Tzip — I can understand how you can feel wronged and hurt and might want to withdraw from this friendship. However, if you look at this objectively, Adina was still a loyal friend. True, she made new friends, but she did not betray you in any way. She obviously loves you and values your relationship. She never excluded you despite the fact that she clearly made new friends at camp. Making new friends at camp is not a betrayal to a best friend even if it is uncomfortable for you that she did.
Right now you have a choice. You can allow your hurt feelings to fester and cause you to give up on a friendship that most people would envy. The second choice is to look at it for what it was: two friends going to camp together and making new friends. That’s a normal expectation for sleepaway camp. Ask yourself honestly, if you would’ve found another group of girls that you really connected to, would you have held back and not formed those friendships due to the loyalty that you feel towards Adina?
Hashem has blessed us with many different kinds of friendships and relationships. Does a close mother-daughter relationship interfere with a best friend from school? How about a neighbor or a cousin?
All relationships are a gift. They are the type of gift that benefits both parties. They enable us to become givers and receivers simultaneously. When we expand ourselves and develop new friendships, it does not have to hurt our old friendships. It does take an extra dosage of security in the relationship and confidence in the friendship in order to embrace our friend’s new friends, instead of feeling threatened by them. This might sound difficult to do, but when we do that we broaden our own social circles too, as now our friends include our friend’s friends.

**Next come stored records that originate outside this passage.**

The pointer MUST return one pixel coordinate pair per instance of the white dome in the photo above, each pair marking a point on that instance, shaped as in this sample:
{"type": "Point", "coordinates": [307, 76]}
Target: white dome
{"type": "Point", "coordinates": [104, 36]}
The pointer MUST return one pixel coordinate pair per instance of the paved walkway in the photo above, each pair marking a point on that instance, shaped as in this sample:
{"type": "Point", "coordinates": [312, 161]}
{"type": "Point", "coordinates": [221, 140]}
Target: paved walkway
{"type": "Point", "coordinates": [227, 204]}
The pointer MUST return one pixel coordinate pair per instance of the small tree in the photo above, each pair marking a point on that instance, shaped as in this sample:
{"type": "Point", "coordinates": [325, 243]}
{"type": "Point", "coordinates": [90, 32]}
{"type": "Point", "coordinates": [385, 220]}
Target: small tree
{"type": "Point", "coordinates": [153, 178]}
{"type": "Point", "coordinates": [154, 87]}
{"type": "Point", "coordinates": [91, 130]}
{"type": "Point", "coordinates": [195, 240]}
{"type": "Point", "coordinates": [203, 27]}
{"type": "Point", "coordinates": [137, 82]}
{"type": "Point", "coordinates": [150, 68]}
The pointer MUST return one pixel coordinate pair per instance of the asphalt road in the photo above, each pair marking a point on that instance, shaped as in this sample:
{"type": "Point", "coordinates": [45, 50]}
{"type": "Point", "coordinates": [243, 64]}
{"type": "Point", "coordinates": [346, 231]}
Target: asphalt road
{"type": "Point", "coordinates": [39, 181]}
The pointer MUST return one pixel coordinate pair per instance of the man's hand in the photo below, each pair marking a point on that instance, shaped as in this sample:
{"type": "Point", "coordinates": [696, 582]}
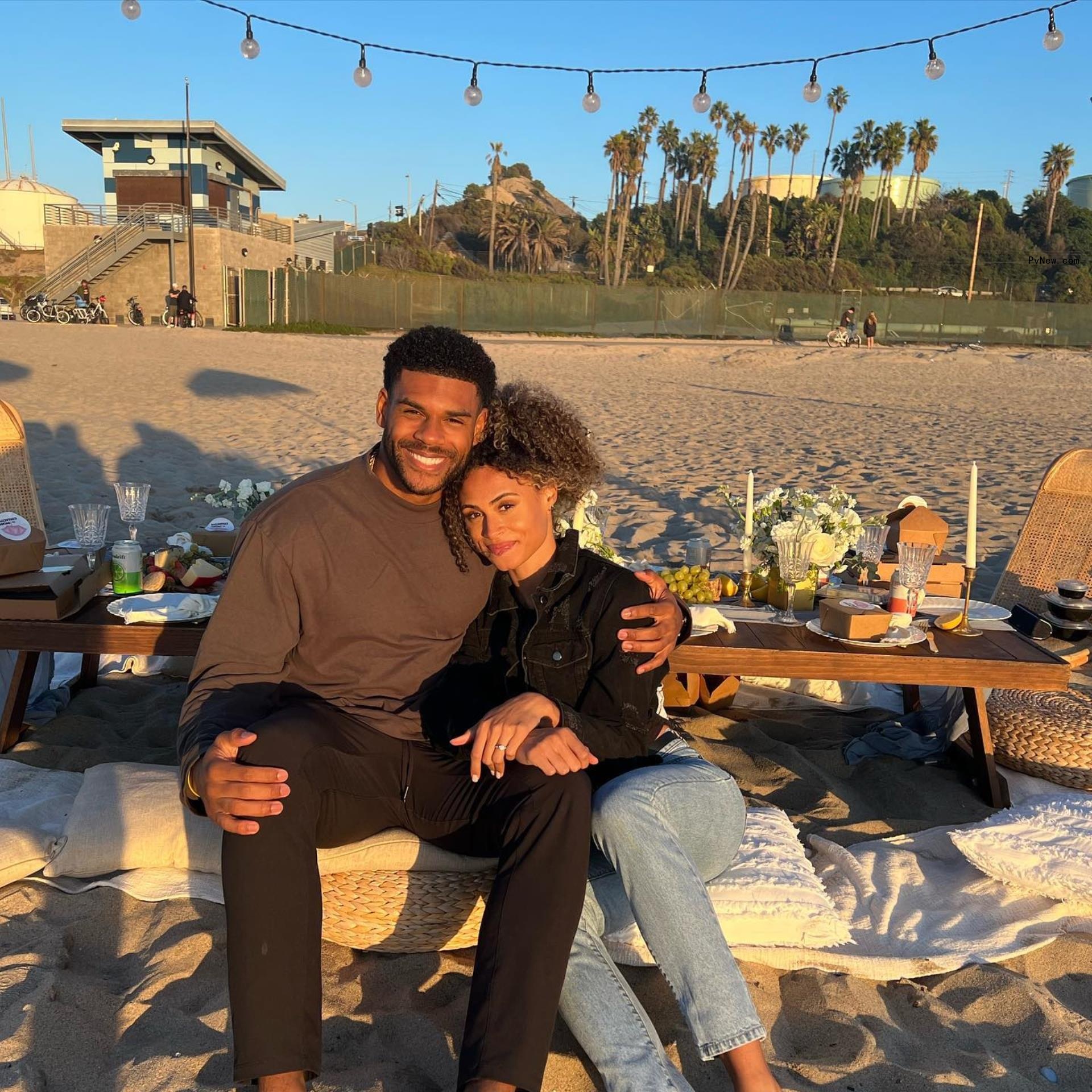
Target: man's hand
{"type": "Point", "coordinates": [668, 619]}
{"type": "Point", "coordinates": [502, 733]}
{"type": "Point", "coordinates": [555, 751]}
{"type": "Point", "coordinates": [233, 794]}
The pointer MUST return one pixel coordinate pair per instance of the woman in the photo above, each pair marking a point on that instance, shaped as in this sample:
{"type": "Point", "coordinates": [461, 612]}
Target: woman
{"type": "Point", "coordinates": [541, 680]}
{"type": "Point", "coordinates": [871, 325]}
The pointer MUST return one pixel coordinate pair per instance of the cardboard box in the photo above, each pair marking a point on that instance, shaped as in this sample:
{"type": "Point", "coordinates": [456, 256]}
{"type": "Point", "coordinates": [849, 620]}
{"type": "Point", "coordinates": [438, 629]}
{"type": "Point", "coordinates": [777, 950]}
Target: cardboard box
{"type": "Point", "coordinates": [915, 524]}
{"type": "Point", "coordinates": [48, 595]}
{"type": "Point", "coordinates": [854, 619]}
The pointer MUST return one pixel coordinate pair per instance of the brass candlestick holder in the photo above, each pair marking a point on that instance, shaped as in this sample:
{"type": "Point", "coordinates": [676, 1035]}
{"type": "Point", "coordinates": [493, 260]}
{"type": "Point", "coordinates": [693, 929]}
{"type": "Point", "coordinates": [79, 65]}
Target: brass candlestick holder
{"type": "Point", "coordinates": [965, 628]}
{"type": "Point", "coordinates": [747, 601]}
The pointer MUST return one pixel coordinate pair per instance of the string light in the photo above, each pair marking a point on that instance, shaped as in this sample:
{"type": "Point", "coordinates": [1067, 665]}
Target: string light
{"type": "Point", "coordinates": [935, 67]}
{"type": "Point", "coordinates": [362, 75]}
{"type": "Point", "coordinates": [1054, 38]}
{"type": "Point", "coordinates": [591, 102]}
{"type": "Point", "coordinates": [472, 96]}
{"type": "Point", "coordinates": [701, 102]}
{"type": "Point", "coordinates": [249, 46]}
{"type": "Point", "coordinates": [812, 89]}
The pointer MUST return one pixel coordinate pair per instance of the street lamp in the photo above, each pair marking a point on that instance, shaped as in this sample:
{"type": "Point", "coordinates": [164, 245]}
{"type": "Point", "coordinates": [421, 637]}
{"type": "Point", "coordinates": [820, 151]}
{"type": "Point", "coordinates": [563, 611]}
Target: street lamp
{"type": "Point", "coordinates": [353, 204]}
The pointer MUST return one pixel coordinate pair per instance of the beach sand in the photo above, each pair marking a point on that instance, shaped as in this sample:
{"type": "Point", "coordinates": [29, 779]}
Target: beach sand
{"type": "Point", "coordinates": [101, 992]}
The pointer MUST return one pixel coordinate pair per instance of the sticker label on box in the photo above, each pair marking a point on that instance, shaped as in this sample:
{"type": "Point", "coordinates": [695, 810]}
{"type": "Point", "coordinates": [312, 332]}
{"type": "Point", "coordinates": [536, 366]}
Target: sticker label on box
{"type": "Point", "coordinates": [14, 527]}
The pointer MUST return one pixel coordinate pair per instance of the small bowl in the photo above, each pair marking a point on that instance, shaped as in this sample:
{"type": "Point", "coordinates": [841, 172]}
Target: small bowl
{"type": "Point", "coordinates": [1073, 589]}
{"type": "Point", "coordinates": [1079, 611]}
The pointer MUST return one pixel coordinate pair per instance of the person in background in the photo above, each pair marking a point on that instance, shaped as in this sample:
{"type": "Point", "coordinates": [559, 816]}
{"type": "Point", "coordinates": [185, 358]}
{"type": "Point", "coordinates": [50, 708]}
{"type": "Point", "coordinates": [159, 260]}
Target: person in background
{"type": "Point", "coordinates": [187, 304]}
{"type": "Point", "coordinates": [871, 325]}
{"type": "Point", "coordinates": [172, 300]}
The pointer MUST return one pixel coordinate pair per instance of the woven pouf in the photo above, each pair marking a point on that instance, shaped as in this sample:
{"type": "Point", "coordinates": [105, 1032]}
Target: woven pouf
{"type": "Point", "coordinates": [404, 911]}
{"type": "Point", "coordinates": [1044, 733]}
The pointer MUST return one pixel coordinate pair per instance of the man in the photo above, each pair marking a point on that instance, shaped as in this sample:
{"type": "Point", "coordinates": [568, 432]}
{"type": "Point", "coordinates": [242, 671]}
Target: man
{"type": "Point", "coordinates": [301, 730]}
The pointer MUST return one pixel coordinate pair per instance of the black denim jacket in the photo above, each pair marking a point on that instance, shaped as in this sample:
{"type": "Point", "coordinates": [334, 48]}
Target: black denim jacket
{"type": "Point", "coordinates": [570, 655]}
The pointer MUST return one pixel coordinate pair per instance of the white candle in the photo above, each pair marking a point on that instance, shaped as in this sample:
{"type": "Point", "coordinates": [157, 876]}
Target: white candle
{"type": "Point", "coordinates": [972, 519]}
{"type": "Point", "coordinates": [750, 522]}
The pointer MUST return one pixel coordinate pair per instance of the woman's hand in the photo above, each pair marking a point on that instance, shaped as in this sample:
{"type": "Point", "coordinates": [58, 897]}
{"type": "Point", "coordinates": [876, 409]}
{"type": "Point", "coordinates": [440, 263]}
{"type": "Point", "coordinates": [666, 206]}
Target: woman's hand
{"type": "Point", "coordinates": [668, 618]}
{"type": "Point", "coordinates": [502, 733]}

My advice to you would be to go back to school and continue to invest in this close, best friendship that you have had for many years. I would also suggest that you go to a different camp next summer so that camp friends and school friends don’t have to be the same.
Adina — I am so happy for you that you made such a great group of friends at camp! It sounds like you also went out of your way to include your best friend even if it wasn’t with the same intensity. Now that school is starting, I would suggest you have a candid conversation with Tzippy. Although you didn’t mean to hurt her in any way, you see that she does seem a little hurt due to the fact that you spent less time with her. Best friends are valuable and require care and maintenance. Communication and reassurance of how you value the relationship can go a long way toward making her feel better. Although you didn’t mean to hurt her and technically you didn’t do anything wrong, on some level she did feel marginalized. It’s okay to apologize to her and explain that you did not mean it and of course she’s your best friend always.
It’s fun and exciting to make new friends and form new relationships. I hope you both have many opportunities to expand your social circles throughout your lives. At the same time, there is something special about an old childhood best friend. It’s worth the effort to keep and repair those relationships if necessary.
Hatzlachah rabbah and wishing you both an amazing school year!